While only certain features of the invention have been illustrated and described herein, many modifications and changes will occur to those skilled in the art. It is, therefore, to be understood that the appended claims are intended to cover all such modifications and changes as fall within the true spirit of the invention.

Claims

1. A magnetizer for a rotor of an electrical machine, the magnetizer comprising:

a magnetizing yoke, wherein the magnetizing yoke comprises a plurality of pole-pieces extending therefrom, at least some of the plurality of pole-pieces comprising a cobalt alloy; and

a plurality of coils wound around the pole-pieces.

2. The magnetizer of claim 1 wherein the cobalt alloy comprises 49% cobalt, 49% iron, and 2% vanadium with respect to a total weight of the cobalt alloy.

3. The magnetizer of claim 1 wherein the cobalt alloy comprises cobalt in a range of from 40 weight percent to 60 weight percent with respect to the total weight of the cobalt alloy and iron in a range of from about 40 weight percent to about 60 weight percent with respect to the total weight of the cobalt alloy.

4. The magnetizer of claim 1 wherein the cobalt alloy comprises cobalt in a range of 48 weight percent to 50 weight percent with respect to the total weight of the cobalt alloy, vanadium in a range of one weight percent to two weight percent with respect to the total weight of the cobalt alloy, and balance iron.

5. The magnetizer of claim 1 wherein each of the pole-piece comprising the cobalt alloy comprises:

a fixed pole-piece portion; and

an interchangeable pole-piece portion physically coupled to the fixed pole-piece, wherein at least the interchangeable pole-piece portion comprises the cobalt alloy.

6. The magnetizer of claim 1, wherein the magnetizing yoke comprises a material different from the material of the pole-pieces.

7. The magnetizer of claim 6 wherein the yoke material comprises steel.

8. The magnetizer of claim 1 wherein the plurality of coils comprise hollow tube coils configured to allow a flow of a coolant therethrough.

9. The magnetizer of claim 8 wherein the hollow tube coils comprise copper coils.

10. The magnetizer of claim 8 further comprising liquid nitrogen situated in the hollow tube coils.

11. A magnetizer for a rotor of an electrical machine, the magnetizer comprising:

a magnetizing yoke comprising steel, and

a plurality of interchangeable pole-pieces extending from the magnetizing yoke, at least some of the plurality of interchangeable pole-pieces comprising a cobalt alloy; and

a plurality of coils wound around the interchangeable pole-pieces.

12. A magnetizer for a rotor of an electrical machine, the magnetizer comprising:

a magnetizing yoke, wherein the magnetizing yoke comprises a plurality of pole-pieces extending therefrom; and

a plurality of coils wound around the pole-pieces, wherein the plurality of coils comprise hollow tube coils configured to allow a flow of a coolant therethrough.
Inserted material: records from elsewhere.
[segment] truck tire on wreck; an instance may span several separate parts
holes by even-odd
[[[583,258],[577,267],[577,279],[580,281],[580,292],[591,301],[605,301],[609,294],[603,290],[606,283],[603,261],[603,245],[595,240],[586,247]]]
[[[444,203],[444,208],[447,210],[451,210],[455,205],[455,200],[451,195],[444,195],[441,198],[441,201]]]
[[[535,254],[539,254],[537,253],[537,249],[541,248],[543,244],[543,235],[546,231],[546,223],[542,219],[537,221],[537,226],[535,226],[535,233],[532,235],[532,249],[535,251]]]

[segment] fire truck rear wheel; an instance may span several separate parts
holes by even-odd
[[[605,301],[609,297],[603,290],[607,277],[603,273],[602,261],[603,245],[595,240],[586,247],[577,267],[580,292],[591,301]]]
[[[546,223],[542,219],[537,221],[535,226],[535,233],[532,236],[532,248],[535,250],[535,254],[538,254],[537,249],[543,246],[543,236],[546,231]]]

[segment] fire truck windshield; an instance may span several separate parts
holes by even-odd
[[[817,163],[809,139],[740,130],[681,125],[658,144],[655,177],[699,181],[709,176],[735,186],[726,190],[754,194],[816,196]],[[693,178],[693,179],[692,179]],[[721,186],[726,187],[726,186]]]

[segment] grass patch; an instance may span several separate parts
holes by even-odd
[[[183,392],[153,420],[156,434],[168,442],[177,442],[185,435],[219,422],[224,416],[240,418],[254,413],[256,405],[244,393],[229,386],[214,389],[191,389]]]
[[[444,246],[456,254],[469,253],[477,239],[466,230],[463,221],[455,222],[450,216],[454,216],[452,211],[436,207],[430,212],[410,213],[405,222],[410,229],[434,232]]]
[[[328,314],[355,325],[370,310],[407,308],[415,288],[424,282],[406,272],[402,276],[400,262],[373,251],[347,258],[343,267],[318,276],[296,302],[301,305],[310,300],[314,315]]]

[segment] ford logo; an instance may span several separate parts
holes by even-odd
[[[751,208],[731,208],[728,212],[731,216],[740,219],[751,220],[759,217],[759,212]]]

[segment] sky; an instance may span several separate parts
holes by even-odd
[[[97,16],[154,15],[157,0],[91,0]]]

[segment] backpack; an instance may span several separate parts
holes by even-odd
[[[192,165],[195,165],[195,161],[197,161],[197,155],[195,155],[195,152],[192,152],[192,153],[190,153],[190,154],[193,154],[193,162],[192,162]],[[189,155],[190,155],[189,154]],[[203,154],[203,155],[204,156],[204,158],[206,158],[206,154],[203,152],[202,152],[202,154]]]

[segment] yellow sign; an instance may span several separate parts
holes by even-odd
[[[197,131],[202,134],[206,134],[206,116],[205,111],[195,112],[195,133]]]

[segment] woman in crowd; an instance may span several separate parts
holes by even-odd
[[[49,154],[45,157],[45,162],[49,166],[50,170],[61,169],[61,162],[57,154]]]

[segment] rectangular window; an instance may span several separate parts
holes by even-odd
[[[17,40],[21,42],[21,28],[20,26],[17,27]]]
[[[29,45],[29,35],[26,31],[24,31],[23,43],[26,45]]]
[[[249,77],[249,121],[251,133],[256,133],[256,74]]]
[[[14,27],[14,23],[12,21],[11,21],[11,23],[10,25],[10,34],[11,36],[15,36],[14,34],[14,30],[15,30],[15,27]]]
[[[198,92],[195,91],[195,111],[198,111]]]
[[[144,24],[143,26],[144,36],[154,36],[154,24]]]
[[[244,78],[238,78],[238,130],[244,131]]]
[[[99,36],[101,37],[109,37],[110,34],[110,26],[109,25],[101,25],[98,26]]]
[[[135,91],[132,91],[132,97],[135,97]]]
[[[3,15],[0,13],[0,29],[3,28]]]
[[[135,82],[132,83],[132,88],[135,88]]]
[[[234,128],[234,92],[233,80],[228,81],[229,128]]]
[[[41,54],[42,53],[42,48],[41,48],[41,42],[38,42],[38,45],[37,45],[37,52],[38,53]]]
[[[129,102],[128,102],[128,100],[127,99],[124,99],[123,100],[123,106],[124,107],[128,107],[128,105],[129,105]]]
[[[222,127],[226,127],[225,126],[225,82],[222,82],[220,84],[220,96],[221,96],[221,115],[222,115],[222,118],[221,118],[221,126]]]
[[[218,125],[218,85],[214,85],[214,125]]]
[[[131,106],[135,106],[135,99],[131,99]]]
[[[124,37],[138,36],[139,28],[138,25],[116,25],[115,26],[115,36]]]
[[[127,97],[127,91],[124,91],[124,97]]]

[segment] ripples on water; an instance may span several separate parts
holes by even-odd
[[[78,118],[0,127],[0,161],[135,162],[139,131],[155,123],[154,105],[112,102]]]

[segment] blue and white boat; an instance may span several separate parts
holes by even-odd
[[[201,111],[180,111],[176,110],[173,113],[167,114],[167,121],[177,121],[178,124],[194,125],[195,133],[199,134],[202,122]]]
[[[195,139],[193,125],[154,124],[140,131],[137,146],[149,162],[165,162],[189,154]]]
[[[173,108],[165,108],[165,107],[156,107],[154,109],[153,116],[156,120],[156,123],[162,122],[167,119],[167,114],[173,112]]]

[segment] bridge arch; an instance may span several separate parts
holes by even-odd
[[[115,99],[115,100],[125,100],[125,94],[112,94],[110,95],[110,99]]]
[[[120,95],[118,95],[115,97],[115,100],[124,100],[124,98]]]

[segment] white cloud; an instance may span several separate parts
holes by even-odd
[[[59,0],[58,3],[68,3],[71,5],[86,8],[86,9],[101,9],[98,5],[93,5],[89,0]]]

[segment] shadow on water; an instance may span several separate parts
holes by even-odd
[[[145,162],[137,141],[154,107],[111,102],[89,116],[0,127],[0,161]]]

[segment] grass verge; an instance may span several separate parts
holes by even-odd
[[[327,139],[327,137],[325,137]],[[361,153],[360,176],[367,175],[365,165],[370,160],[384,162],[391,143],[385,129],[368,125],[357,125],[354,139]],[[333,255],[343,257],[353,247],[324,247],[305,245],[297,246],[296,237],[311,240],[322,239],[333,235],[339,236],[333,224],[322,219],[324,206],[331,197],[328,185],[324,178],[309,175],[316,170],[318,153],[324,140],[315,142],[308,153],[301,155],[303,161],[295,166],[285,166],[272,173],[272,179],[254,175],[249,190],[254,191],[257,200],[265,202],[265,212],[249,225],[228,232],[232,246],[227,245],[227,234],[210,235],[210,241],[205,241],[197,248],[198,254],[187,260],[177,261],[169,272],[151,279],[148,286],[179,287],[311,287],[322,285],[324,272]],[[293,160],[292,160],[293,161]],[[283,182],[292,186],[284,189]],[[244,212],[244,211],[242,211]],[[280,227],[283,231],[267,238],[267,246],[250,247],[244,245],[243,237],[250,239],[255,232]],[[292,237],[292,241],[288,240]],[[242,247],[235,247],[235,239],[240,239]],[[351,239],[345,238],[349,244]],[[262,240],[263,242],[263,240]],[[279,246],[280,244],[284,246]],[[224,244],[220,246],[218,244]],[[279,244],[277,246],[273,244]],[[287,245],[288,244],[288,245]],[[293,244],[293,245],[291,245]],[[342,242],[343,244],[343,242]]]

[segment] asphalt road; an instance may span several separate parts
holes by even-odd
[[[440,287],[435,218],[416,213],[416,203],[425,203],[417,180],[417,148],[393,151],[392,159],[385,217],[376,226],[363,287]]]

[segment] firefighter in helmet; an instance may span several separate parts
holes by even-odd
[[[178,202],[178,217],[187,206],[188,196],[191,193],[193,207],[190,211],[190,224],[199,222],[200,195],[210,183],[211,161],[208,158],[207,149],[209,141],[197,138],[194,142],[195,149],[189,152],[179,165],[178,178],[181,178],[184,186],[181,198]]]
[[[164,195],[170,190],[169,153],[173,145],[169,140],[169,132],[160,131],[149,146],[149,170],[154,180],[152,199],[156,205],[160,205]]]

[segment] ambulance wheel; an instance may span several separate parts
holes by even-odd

13. A method of magnetizing a rotor of an electrical machine, comprising:

assembling a plurality of magnets around a rotor spindle; and

positioning a magnetizer circumferentially around the plurality magnets array, the magnetizer comprising at least one cobalt alloy pole-piece.

14. The method of claim 13 wherein the rotor comprises a plurality of rotors with at least some of the rotors comprising different diameters as compared with others of the rotors.

15. The method of claim 14 further comprising, when magnetizing a rotor with a different diameter than the preceding rotor, interchanging the at least one cobalt alloy pole-piece with another at least one cobalt alloy pole-piece having a different dimension.